Deck d’Arcy : Nous tentons donc de trouver des lieux de travail plus ou moins originaux, improbables. Pour le Bowery, par exemple, on avait un peu le fantasme de Truffaut qui écrivait ses scénarios dans des chambres d’hôtel. Le rafiot, c’était bien joli mais nous n’y avons pas vraiment avancé. Puis, certains ont eu le mal de mer. De toute façon, nous terminons toujours dans la pièce la plus petite et la plus sombre. Géricault, nous avons bossé dans sa cuisine qui sonnait mieux que l’atelier en lui-même.
En dévoilant votre premier single sur internet en février, vous avez réalisé un joli coup marketing ?

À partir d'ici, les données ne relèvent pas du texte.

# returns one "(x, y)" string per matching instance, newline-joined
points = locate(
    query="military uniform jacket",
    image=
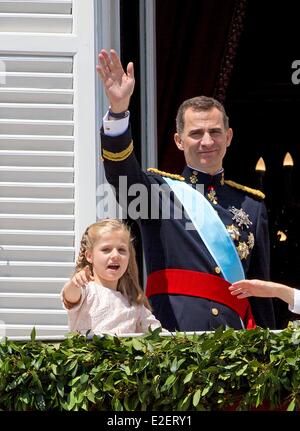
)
(176, 253)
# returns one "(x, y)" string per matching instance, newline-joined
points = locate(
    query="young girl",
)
(104, 295)
(245, 288)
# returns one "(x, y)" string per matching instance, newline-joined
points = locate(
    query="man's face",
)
(204, 140)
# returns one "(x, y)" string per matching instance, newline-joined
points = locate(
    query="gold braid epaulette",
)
(118, 157)
(166, 174)
(246, 189)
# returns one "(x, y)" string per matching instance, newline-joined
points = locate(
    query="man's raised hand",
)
(118, 85)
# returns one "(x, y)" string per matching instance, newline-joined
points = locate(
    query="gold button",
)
(214, 311)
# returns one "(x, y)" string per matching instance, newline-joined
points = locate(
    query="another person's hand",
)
(245, 288)
(118, 85)
(82, 278)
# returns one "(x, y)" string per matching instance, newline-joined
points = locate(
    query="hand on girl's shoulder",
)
(83, 277)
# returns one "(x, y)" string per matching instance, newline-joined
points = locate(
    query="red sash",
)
(202, 285)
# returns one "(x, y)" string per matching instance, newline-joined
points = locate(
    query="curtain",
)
(196, 45)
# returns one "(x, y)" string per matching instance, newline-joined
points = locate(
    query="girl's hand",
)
(82, 278)
(245, 288)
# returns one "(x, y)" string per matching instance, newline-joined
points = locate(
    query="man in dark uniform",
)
(187, 274)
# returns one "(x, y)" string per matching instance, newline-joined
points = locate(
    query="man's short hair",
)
(199, 103)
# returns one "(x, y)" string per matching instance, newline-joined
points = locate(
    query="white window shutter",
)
(47, 156)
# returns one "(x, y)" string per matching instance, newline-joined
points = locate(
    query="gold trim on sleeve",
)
(118, 157)
(166, 174)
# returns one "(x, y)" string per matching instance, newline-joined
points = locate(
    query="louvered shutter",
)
(46, 166)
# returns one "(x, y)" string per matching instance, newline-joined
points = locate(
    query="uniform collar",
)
(194, 176)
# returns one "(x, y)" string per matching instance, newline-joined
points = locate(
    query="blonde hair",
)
(128, 284)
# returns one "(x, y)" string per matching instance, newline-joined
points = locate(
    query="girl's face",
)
(109, 257)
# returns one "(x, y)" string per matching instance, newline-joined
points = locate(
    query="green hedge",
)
(224, 370)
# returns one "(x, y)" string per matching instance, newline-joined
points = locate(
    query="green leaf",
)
(188, 377)
(196, 397)
(33, 334)
(60, 389)
(291, 406)
(174, 366)
(242, 370)
(137, 345)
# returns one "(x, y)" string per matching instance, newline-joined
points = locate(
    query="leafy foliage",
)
(227, 369)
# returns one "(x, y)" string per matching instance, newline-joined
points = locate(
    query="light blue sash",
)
(210, 228)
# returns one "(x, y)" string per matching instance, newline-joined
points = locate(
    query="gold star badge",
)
(233, 232)
(193, 177)
(240, 216)
(243, 250)
(212, 196)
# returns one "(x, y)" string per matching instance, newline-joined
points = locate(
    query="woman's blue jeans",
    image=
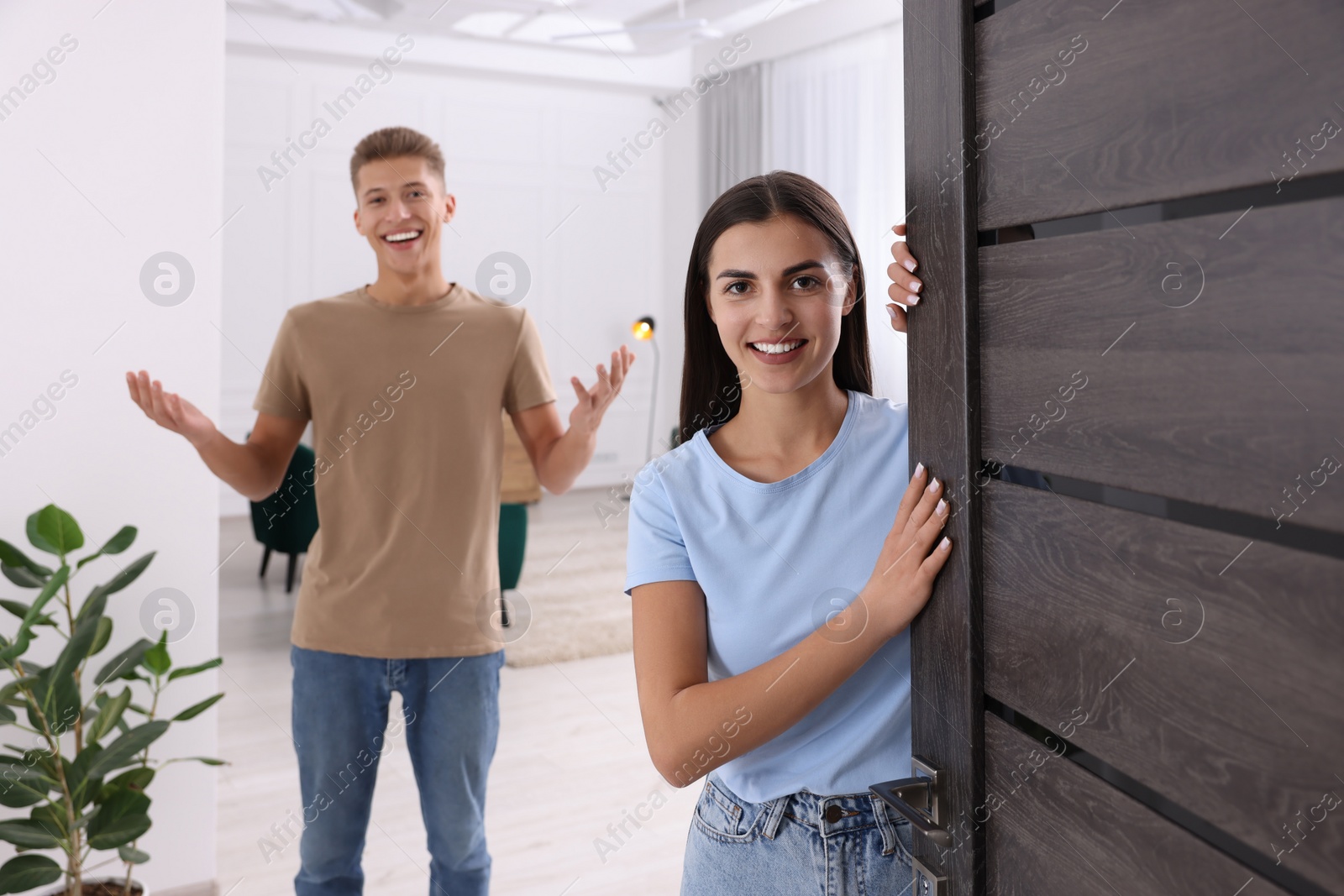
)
(796, 846)
(450, 718)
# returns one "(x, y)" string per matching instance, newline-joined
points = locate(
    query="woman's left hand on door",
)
(905, 286)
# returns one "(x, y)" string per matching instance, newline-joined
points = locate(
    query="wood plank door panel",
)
(1210, 360)
(1202, 671)
(1099, 105)
(1045, 815)
(1176, 374)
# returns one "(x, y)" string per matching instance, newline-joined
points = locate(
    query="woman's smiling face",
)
(777, 295)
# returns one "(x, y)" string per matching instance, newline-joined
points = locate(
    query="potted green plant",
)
(87, 768)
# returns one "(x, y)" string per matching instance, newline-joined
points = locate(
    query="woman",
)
(773, 574)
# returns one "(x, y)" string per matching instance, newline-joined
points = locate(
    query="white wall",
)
(114, 159)
(521, 154)
(864, 127)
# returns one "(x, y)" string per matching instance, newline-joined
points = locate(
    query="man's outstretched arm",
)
(558, 454)
(255, 469)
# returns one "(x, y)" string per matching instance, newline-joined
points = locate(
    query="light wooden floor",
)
(570, 763)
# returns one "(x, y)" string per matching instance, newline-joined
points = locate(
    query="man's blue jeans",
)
(450, 716)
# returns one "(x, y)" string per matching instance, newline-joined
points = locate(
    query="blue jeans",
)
(796, 846)
(450, 716)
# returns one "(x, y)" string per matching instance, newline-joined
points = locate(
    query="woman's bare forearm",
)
(707, 725)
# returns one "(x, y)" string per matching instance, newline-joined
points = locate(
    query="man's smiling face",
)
(402, 207)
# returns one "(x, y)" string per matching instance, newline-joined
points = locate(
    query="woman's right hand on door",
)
(911, 557)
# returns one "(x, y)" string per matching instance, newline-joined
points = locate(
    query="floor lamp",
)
(643, 331)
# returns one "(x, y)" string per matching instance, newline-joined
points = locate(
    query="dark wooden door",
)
(1129, 367)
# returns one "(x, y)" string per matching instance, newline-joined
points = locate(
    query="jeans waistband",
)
(828, 815)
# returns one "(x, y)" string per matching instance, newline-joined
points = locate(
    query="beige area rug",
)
(570, 600)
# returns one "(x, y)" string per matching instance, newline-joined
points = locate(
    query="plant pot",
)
(60, 889)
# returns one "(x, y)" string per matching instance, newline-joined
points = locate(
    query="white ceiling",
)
(640, 27)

L.B. : Il s’agit de la décision la moins commerciale du monde. Nous l’avons prise sur un coup de tête. Dix minutes plus tard, la chanson était en ligne. Après, le bouche à oreille fonctionne. Si c’est ça le marketing, alors oui. Génial. Je trouve le truc très sain. Plein de gens pensent qu’on pleure toutes les larmes de notre corps parce que nos albums sont téléchargeables gratuitement sur le web. On pouvait déjà trouver « Wolfgang Amadeus Phoenix » sur la Toile trois mois avant sa sortie. Mais pour nous, le bilan est superpositif : plein de monde écoute notre musique ; et on ne doit plus passer à travers le filtre d’une industrie musicale qui nous a toujours desservis.
Wolfgang Amadeus Phoenix
Offert gratuitement sur le site web du groupe dès le 23 février dernier, « 1901 » est devenu le morceau le plus blogué du monde dans la semaine qui suivit, selon les rapports d’Elbows. Depuis le 4 avril, Phoenix peut par ailleurs se targuer d’être le premier groupe rock français reçu comme invité dans l’émission Saturday Night Live de la NBC. Si ce nouvel album n’est certes pas son meilleur (certains disent même qu’il s’agit du moins bon), il deviendra cependant, plus que probablement, celui de la consécration. Produit et mixé avec Philippe Zdar (Cassius), Wolfgang Amadeus Phoenix contient les tubes nécessaires à la propagation rapide du virus. Contagieux, « 1901 » et « Lasso » vont faire monter la température des dancefloors et des festivals d’été. La fièvre est versaillaise. (V2)
En concert le 5 juin à l’Orangerie (Botanique), à Bruxelles, et le 21 août au Pukkelpop, à Hasselt.